Некоторое время отец молчит. Молчит и жадно вглядывается в небо. Может быть, он ищет то место, где находится рай. Никто ведь не знает, где находится рай. Словно подслушав мои мысли, отец медленно и отчетливо, с глубоким сожалением в голосе произносит:
— Рай — он не на небе, и ад не под землей…
Он огорчен тем, что не знает, где же поселится душа матери.
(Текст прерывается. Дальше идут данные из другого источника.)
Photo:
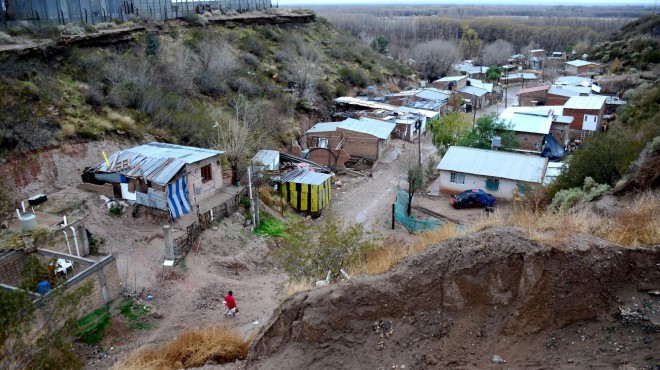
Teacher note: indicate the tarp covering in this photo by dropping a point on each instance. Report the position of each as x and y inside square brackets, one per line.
[552, 150]
[177, 198]
[411, 223]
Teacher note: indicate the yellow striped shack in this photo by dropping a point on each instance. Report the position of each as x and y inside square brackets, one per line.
[307, 191]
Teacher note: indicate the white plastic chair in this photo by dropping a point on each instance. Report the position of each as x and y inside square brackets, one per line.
[63, 266]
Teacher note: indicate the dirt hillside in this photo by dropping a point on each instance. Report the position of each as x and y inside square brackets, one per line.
[494, 292]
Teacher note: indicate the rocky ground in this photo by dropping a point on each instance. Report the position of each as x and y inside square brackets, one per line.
[492, 299]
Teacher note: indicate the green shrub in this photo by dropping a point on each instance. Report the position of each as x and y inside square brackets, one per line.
[115, 211]
[270, 226]
[71, 29]
[91, 327]
[566, 199]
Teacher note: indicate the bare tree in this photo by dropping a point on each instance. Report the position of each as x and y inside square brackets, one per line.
[238, 133]
[410, 167]
[470, 43]
[217, 58]
[302, 71]
[434, 58]
[497, 53]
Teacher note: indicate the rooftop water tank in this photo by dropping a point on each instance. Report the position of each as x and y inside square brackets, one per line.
[28, 221]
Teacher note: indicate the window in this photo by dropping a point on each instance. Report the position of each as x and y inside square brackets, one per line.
[206, 173]
[492, 184]
[457, 178]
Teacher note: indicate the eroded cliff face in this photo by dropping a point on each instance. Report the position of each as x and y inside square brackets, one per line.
[48, 170]
[461, 302]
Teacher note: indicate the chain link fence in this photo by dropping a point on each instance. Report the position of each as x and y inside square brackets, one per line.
[96, 11]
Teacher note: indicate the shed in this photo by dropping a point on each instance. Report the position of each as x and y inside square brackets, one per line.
[158, 175]
[307, 191]
[267, 160]
[499, 173]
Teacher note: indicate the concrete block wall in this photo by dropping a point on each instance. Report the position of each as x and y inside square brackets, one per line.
[11, 263]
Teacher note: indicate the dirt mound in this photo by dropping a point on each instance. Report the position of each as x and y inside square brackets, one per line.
[494, 292]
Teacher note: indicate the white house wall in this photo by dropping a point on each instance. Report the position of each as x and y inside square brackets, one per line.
[506, 189]
[198, 191]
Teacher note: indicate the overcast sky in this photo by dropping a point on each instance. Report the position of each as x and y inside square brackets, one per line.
[466, 2]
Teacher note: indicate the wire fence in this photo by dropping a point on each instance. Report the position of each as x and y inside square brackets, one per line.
[96, 11]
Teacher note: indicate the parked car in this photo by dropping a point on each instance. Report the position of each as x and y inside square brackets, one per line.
[472, 198]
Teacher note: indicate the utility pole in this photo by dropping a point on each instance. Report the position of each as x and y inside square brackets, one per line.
[418, 126]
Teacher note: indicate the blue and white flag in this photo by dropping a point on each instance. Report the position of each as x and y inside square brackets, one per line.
[177, 198]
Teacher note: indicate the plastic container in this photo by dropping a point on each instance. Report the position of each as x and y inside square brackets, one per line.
[28, 221]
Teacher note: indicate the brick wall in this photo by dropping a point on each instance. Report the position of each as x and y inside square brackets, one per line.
[527, 98]
[10, 267]
[333, 137]
[552, 99]
[105, 189]
[359, 144]
[198, 189]
[578, 116]
[108, 274]
[528, 141]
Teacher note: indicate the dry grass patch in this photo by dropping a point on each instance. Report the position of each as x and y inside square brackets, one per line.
[189, 349]
[393, 250]
[296, 286]
[637, 225]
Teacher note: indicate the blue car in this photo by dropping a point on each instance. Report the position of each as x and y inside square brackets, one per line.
[472, 198]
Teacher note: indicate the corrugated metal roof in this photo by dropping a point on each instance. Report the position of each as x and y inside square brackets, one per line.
[187, 154]
[564, 119]
[520, 75]
[324, 127]
[364, 103]
[558, 90]
[581, 89]
[156, 162]
[573, 80]
[533, 89]
[266, 156]
[450, 79]
[405, 93]
[436, 95]
[495, 164]
[585, 102]
[581, 63]
[475, 91]
[310, 178]
[480, 84]
[428, 105]
[378, 128]
[532, 123]
[425, 112]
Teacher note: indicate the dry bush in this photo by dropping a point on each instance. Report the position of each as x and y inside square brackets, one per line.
[296, 286]
[68, 130]
[393, 250]
[189, 349]
[637, 225]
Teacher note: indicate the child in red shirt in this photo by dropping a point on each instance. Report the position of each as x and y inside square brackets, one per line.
[230, 302]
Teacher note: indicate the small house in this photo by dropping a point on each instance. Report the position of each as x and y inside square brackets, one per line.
[365, 138]
[530, 126]
[533, 96]
[268, 160]
[580, 67]
[501, 174]
[307, 191]
[558, 95]
[451, 83]
[167, 177]
[587, 113]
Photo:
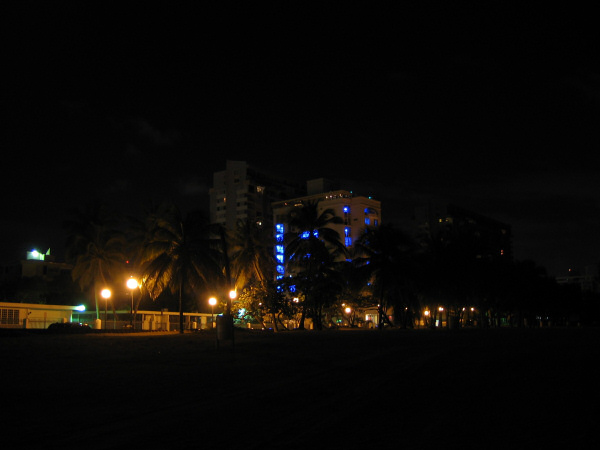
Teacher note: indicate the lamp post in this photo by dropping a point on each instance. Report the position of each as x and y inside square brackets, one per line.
[132, 284]
[348, 311]
[105, 293]
[212, 302]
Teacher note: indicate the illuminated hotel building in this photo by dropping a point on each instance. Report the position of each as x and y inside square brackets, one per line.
[244, 192]
[356, 212]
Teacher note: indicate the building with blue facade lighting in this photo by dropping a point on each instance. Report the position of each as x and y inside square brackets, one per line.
[356, 212]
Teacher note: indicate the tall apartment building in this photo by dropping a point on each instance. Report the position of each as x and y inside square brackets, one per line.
[242, 191]
[357, 212]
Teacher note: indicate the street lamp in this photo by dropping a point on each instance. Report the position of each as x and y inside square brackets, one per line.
[212, 302]
[132, 284]
[105, 293]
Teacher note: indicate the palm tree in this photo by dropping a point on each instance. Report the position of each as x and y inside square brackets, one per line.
[177, 256]
[250, 253]
[95, 248]
[385, 254]
[312, 249]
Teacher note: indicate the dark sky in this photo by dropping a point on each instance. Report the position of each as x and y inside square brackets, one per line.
[494, 110]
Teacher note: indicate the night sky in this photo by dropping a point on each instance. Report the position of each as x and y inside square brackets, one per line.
[494, 110]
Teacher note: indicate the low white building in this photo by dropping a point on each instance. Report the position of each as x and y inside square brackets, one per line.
[31, 315]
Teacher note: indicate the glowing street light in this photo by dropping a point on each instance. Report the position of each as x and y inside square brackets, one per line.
[212, 302]
[132, 284]
[105, 294]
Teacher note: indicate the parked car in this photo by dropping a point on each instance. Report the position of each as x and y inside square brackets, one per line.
[69, 327]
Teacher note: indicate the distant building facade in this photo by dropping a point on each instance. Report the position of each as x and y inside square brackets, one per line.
[588, 280]
[35, 264]
[356, 212]
[242, 191]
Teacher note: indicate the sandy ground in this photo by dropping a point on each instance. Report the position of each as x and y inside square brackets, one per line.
[297, 390]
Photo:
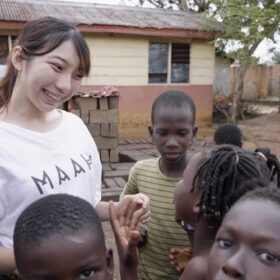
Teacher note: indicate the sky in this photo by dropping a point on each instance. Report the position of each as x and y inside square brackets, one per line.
[263, 52]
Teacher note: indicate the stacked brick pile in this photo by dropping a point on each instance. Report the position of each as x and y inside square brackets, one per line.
[101, 117]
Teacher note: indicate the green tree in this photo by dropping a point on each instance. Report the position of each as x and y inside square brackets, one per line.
[246, 23]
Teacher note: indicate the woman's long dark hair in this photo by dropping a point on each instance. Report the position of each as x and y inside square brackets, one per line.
[40, 37]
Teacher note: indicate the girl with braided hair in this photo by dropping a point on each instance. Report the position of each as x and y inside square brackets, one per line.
[248, 250]
[213, 180]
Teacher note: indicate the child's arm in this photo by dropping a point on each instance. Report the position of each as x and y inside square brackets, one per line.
[127, 238]
[7, 261]
[141, 200]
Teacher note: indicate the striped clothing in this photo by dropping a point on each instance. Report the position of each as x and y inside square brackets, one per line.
[163, 232]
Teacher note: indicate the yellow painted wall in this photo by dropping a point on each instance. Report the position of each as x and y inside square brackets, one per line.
[118, 60]
[124, 60]
[202, 63]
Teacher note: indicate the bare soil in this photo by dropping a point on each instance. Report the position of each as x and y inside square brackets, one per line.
[262, 131]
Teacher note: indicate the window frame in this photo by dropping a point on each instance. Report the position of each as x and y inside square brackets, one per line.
[169, 58]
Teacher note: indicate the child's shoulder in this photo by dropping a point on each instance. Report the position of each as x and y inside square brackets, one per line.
[147, 163]
[197, 268]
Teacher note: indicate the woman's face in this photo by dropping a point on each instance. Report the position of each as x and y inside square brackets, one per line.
[247, 245]
[47, 81]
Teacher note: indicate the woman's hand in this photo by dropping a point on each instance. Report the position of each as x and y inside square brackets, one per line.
[126, 236]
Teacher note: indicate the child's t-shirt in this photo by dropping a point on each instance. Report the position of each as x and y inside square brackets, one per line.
[163, 233]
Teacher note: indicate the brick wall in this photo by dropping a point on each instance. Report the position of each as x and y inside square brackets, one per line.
[101, 118]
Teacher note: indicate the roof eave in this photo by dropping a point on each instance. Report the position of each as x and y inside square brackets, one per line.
[165, 32]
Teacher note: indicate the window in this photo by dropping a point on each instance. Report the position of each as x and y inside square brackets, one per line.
[158, 57]
[159, 61]
[180, 61]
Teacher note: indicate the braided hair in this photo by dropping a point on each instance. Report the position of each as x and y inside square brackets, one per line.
[59, 215]
[272, 163]
[224, 170]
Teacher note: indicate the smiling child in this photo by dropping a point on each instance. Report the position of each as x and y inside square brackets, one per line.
[173, 131]
[247, 245]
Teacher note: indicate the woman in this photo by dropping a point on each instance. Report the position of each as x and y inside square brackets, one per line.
[45, 150]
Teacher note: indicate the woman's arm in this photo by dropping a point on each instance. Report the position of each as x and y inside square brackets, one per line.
[7, 260]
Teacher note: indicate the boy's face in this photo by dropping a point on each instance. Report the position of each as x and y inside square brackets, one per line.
[173, 132]
[247, 245]
[186, 201]
[79, 256]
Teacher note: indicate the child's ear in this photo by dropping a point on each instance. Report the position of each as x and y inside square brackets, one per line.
[151, 131]
[17, 59]
[194, 132]
[110, 263]
[17, 275]
[196, 207]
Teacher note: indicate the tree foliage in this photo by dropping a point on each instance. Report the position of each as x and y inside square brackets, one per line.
[246, 23]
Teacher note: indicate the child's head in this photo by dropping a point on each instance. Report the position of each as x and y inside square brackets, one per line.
[212, 179]
[60, 237]
[38, 38]
[247, 245]
[228, 133]
[173, 129]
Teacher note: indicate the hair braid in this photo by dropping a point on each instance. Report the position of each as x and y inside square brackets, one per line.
[222, 173]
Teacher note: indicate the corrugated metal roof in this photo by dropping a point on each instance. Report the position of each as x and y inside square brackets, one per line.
[95, 14]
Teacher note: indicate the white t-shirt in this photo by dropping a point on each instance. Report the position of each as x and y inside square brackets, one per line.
[34, 164]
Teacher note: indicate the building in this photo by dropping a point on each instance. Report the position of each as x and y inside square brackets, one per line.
[141, 51]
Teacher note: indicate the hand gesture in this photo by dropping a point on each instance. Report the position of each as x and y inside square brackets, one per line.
[126, 236]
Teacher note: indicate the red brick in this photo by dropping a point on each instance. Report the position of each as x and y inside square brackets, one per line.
[103, 101]
[110, 116]
[114, 155]
[105, 129]
[113, 102]
[113, 130]
[104, 154]
[106, 143]
[94, 129]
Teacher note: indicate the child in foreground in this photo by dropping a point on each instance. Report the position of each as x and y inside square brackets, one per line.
[173, 131]
[226, 133]
[247, 245]
[212, 181]
[60, 237]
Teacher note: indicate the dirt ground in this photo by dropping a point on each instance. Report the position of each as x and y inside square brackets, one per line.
[262, 131]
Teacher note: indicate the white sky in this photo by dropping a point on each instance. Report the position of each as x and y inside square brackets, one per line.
[263, 51]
— Она была такая робкая, а вот придется ей скитаться в одиночестве от звезды к звезде, от светила к светилу… Может, хоть ангел будет ее сопровождать, а может, и никто не будет… Хотя нет… ведь она может повстречаться со своим первым мужем, с Раду Окяном… Наверно, он уже давно поджидает ее на небе…
Всех нас кто-нибудь поджидает на том свете, только не на небе, нет, не на небе, не на небе, а в земле.
Мама боялась не столько смерти, сколько земли, что будет давить на гроб, когда она умрет, — той земли, что в конце концов проломит крышку гроба, навалится ей на грудь и будет давить, давить.
— Выложите мне, милые, могилу из кирпича и выведите свод, а гроб не поскупитесь заказать Тутану-младшему из самых толстых досок.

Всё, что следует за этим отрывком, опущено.